Lundi, les noctambules cinéphiles ont matutinalement assisté à la transsubstantiation d’un rêve qui ne s’arrête pas à la seule victoire aux Oscars d’un bon film, Parasite de Bong Joon-Ho.
Troisième Oscar du meilleur film pour une palme d’or (après Le Poison de Billy Wilder en 1946 et Marty de Delbert Mann en 1956, et surtout d’après le Twitter de Philippe Rouyer), première sélection et victoire d’un film sud-coréen, consécration à l’international du cinéma le plus vivace du globe depuis deux décennies (pas encore une seule nomination pour Kim Jee-woon ou Park Chan-wook) et d’un auteur ultra-influent et pourtant trop méchamment méconnu mais surtout premier oscar en 92 ans d’existence pour un film qui n’a pas été tourné en langue anglaise (pour rappel, la seule phrase de The artist est “with pleasure”) !
Même ici nous n’avions pas (osé) croire à un tel sacre tant la victoire de 1917 aux Bafta, qui ont beaucoup de votants en commun avec la cérémonie du Dolby Theater, semblait acquise.
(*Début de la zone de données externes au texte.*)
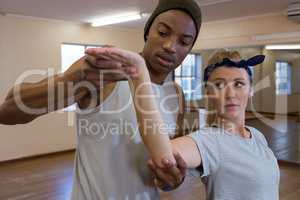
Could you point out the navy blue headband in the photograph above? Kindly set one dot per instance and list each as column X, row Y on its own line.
column 245, row 64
D’ailleurs, aucune surprise pour les récompenses des actrices et des acteurs, identiques pour les deux cérémonies.
Parasite meilleur film étranger ? Une évidence (sorry not sorry Les misérables). Parasite meilleur scénario ? Un solide concurrent au Tarantino. Meilleur réalisateur ? Difficile à croire. Meilleur film ? Jamais le public américain, si réticent à la V.O. avec sous-titres, si friand de films de guerre, si fan de Mendes depuis facile deux générations d’American Beauty à Skyfall, ne semblait capable de remarquer un auteur comme Bong, d’apprécier unanimement un film inclassable. Et pourtant…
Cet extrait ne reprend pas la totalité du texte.